Les frères Sisters traitent de la liberté, des choix qui s'imposent dans nos vie, de ces chaînes qu'on s'impose toujours sciemment et des conséquences qui s'en suivent. Qui, au bout du compte, sont les être les plus libres? Et que sommes-nous vraiment si nous ne sommes pas libres? Les gros durs cowboys, les fluets intellos, les maîtres et leurs valets, qui, de tous ceux-là, sont vraiment les plus forts? Ce roman est absolument réussi, parce que très original. Et surtout, ne pas oublier de souligner l'excellente traduction D'Emma et Philippe Aronson. Le ton employé est tout à fait le bon, très juste et rend parfaitement crédible les personnages, leur époque et leurs aventures. Seulement s'étonnera-t-on qu'on calcule les distances en kilomètres... mais bon, rien n'est parfait... En terminant le livre de Patrick De Witt, auteur canadien résidant aux États-Unis, j'ai rapidement réalisé que les personnages des frères Sisters me manqueront énormément. C'est là le signe indéniable d'un grand livre. Si vous avez envie de quelque chose de totalement nouveau qui décoiffe, lisez absolument Les frères Sisters. Très chaudement recommandé.

4 commentaires:

zigzag a dit…

Alain, vous m'avez convaincu!
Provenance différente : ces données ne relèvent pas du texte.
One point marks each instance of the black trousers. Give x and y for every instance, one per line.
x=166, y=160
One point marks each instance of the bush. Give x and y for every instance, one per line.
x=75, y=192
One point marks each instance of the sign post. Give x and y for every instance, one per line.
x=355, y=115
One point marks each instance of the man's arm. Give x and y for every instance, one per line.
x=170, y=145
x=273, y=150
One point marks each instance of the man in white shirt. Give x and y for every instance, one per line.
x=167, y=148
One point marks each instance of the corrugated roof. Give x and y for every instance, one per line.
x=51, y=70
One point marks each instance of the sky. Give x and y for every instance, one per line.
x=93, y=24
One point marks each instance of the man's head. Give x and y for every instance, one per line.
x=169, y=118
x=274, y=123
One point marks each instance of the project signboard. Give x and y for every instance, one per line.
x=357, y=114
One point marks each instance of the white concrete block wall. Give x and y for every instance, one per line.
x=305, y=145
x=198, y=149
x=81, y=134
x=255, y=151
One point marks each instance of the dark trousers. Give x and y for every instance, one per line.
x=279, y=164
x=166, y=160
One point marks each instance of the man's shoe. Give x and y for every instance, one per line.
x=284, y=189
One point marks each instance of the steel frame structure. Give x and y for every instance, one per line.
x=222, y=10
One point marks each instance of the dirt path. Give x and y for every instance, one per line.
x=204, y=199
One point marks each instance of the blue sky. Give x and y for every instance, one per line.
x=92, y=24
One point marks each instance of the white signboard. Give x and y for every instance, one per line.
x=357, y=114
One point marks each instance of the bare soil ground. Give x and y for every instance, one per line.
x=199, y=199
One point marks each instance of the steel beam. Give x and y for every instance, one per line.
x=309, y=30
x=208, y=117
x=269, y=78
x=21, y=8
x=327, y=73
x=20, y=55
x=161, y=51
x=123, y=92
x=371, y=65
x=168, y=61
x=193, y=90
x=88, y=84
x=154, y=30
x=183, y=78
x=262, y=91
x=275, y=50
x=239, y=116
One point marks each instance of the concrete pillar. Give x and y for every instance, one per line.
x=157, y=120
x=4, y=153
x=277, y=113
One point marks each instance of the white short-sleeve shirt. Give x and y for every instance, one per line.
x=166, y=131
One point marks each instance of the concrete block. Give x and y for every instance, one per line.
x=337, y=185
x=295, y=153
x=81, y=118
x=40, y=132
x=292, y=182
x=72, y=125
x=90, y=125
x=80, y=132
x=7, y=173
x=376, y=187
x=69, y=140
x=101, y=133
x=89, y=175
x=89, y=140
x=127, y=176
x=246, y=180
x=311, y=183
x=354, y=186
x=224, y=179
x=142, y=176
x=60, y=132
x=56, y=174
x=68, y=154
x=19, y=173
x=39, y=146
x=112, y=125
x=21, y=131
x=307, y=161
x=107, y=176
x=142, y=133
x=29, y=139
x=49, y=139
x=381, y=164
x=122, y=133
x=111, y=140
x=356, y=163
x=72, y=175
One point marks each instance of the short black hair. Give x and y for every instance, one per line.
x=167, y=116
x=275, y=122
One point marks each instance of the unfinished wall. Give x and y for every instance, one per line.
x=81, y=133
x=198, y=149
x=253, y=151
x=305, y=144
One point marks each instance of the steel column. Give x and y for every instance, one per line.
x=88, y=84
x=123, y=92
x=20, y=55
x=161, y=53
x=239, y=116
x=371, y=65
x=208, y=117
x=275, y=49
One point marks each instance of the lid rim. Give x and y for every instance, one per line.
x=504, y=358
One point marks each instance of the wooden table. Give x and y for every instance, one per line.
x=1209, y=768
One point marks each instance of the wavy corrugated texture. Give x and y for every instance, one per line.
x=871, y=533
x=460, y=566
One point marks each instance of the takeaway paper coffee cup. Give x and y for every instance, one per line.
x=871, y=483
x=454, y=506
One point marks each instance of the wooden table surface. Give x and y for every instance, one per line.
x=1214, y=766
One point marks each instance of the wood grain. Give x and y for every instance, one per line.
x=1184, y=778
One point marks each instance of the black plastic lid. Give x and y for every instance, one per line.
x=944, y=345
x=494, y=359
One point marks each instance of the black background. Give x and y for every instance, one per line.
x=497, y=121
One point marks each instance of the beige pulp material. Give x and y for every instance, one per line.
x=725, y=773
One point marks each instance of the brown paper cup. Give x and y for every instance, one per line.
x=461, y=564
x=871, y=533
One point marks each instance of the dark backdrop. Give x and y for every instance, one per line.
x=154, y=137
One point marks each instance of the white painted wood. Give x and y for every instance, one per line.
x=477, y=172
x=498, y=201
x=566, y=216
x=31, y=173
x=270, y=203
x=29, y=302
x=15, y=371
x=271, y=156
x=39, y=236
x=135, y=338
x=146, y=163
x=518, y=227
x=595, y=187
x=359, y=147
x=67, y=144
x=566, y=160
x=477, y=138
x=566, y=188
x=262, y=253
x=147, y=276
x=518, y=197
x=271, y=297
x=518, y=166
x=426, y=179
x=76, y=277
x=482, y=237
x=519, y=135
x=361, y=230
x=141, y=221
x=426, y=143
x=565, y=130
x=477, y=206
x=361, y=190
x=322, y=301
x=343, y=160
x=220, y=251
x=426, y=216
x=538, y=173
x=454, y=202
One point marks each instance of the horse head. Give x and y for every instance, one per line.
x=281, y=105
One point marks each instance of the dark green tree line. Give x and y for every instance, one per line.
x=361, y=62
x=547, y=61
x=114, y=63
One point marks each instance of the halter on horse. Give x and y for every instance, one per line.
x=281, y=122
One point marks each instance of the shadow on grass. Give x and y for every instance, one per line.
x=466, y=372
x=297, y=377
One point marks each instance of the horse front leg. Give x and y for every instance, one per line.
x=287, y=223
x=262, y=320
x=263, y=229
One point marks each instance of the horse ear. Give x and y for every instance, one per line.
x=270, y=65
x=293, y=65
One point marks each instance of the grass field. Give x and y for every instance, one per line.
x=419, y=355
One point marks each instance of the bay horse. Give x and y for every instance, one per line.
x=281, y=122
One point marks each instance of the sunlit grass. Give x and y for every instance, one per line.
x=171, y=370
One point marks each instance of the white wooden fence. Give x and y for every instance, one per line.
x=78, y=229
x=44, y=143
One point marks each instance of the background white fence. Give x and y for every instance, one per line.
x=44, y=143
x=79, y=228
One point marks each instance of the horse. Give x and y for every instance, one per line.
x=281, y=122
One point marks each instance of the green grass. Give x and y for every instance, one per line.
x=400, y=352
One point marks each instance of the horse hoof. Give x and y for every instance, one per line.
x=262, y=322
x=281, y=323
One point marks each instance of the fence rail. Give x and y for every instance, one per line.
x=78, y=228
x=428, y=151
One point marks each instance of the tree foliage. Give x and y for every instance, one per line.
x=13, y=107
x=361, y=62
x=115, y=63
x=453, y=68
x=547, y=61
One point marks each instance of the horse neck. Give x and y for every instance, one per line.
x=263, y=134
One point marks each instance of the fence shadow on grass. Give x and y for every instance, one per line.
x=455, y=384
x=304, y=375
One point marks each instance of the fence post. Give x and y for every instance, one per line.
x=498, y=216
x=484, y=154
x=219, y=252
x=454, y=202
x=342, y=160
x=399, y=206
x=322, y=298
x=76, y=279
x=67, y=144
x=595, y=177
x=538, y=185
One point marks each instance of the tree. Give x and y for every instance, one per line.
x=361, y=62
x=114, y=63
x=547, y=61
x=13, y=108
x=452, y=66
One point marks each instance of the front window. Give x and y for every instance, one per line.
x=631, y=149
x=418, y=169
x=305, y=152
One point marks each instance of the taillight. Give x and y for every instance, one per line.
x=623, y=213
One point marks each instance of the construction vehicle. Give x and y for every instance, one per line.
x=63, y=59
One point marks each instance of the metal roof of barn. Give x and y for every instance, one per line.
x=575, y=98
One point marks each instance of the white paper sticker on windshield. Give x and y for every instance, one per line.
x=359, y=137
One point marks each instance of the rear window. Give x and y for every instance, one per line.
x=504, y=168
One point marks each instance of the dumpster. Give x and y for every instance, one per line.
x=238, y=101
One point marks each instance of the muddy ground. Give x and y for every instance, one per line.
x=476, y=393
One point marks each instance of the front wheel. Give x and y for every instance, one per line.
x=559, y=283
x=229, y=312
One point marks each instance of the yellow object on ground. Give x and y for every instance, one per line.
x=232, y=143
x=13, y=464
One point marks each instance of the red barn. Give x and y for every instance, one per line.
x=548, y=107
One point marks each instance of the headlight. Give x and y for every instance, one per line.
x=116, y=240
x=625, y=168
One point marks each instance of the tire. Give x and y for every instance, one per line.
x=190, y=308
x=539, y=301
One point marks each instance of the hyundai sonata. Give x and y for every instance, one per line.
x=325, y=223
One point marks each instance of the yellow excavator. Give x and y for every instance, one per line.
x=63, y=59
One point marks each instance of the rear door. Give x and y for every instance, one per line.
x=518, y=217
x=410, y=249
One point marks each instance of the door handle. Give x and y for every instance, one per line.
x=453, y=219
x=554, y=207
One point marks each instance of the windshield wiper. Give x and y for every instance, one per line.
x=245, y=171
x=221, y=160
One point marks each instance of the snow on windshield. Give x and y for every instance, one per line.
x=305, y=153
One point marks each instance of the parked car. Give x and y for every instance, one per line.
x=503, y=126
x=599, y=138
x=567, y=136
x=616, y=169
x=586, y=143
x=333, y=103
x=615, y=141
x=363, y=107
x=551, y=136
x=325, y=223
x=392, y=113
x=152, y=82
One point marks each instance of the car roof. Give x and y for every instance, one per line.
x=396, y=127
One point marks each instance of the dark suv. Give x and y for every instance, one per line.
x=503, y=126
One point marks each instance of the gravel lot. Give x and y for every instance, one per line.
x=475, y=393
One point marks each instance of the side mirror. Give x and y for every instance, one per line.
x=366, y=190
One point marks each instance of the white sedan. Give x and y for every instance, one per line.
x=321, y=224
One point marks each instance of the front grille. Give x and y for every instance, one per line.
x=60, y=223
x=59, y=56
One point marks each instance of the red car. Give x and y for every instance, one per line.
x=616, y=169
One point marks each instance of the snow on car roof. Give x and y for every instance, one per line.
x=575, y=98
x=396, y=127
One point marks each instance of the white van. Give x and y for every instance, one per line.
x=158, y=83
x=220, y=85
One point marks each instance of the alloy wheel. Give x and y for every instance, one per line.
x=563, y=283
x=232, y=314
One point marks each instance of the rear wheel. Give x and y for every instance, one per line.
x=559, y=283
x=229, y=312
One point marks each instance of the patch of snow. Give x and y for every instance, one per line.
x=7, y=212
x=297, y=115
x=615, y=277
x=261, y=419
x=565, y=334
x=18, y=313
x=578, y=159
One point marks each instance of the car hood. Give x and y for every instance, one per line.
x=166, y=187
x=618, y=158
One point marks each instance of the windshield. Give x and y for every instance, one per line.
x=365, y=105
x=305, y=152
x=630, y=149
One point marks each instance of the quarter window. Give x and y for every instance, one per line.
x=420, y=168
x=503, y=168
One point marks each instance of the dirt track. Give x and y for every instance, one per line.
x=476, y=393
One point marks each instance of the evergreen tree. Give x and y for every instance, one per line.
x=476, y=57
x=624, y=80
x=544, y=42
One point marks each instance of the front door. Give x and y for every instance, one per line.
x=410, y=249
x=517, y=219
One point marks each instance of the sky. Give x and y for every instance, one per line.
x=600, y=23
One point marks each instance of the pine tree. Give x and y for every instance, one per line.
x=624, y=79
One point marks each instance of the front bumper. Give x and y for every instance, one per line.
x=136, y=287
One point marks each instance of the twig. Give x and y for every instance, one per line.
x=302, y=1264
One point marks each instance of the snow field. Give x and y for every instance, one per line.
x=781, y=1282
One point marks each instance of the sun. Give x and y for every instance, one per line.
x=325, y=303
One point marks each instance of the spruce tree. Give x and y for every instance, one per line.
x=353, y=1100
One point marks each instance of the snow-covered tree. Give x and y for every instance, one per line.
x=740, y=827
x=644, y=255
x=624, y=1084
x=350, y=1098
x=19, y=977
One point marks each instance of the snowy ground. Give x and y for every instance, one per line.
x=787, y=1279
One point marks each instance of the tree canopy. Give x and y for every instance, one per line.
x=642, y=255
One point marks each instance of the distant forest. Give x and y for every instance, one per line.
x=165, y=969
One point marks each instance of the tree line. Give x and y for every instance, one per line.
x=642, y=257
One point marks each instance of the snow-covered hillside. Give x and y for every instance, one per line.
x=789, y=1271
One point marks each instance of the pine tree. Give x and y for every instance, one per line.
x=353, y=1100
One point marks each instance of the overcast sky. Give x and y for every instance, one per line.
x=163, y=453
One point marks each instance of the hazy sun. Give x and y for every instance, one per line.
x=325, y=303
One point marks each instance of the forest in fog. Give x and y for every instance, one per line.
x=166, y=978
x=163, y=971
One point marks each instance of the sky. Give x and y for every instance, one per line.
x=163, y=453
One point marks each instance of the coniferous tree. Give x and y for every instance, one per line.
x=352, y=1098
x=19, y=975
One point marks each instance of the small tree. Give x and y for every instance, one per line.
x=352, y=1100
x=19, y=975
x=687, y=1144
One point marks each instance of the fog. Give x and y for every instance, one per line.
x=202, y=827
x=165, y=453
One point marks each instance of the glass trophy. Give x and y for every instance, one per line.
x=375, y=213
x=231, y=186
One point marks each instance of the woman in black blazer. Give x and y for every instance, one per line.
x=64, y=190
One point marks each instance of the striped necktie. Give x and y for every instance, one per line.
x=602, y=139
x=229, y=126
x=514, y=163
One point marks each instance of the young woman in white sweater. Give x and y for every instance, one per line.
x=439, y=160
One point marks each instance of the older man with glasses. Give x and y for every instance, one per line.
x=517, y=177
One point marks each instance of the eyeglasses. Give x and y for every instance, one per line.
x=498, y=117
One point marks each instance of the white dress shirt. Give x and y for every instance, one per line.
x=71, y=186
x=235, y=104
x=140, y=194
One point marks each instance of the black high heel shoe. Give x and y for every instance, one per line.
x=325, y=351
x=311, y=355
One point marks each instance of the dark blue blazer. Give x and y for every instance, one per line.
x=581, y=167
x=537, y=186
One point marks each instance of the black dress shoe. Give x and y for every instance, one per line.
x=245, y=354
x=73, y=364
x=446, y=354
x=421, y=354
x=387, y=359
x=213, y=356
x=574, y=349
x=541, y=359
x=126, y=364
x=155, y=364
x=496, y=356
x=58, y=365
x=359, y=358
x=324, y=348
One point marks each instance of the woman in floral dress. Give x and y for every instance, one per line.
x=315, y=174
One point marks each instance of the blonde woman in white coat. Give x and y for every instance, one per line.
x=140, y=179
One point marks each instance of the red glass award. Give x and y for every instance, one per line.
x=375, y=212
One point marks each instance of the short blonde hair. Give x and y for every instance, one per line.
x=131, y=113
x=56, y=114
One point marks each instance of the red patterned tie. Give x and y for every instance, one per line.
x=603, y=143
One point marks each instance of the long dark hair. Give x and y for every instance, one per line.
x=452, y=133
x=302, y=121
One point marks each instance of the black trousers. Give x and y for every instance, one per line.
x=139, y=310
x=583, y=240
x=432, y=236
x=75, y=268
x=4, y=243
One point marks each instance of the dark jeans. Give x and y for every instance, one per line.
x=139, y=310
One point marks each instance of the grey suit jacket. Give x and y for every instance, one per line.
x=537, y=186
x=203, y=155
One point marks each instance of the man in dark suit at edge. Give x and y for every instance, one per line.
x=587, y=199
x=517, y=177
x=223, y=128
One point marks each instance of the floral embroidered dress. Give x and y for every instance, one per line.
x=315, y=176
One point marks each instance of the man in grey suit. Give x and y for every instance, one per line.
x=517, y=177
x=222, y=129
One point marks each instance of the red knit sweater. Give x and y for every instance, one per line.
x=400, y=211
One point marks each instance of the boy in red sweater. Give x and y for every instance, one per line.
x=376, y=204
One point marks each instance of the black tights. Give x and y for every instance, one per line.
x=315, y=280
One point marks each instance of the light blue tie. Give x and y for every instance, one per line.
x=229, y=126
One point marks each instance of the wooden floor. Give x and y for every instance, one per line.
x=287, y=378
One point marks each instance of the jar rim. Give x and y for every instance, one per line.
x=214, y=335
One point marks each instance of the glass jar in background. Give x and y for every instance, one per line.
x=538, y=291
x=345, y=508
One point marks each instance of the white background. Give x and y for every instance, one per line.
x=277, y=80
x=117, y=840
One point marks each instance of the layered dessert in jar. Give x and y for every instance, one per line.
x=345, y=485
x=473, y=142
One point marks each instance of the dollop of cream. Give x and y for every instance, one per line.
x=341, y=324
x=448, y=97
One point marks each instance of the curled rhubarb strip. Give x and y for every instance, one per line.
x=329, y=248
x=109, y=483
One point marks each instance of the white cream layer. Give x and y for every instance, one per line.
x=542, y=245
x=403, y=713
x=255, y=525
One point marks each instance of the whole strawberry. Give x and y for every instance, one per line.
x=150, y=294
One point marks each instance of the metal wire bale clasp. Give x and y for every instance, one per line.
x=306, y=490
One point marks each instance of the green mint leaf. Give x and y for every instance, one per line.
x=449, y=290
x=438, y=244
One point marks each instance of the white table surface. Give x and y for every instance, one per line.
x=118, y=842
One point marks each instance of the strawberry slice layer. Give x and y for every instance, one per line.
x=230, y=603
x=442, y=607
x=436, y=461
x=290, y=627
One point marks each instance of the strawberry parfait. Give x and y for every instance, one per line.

Je vous redirai.

Alain a dit…

Je l'espère bien!

zigzag a dit…

bah voilà, c'est lu, dévoré et savouré! Je suis tout d'accord avec vous sur chaque point de votre critique! Alors merci ! !(au fait, j'ai eu la chance de croiser (très rapidement) M. Jon Kalman Steffanson... il y a quelques semaines!)

Anonyme a dit…

Il y a plusieurs anachronismes dans le livre, comme par exemple, Eli qui se préoccupe de son poids pour plaire à une femme. Le fait que les distances soient calculés en kilomètres en fait parti.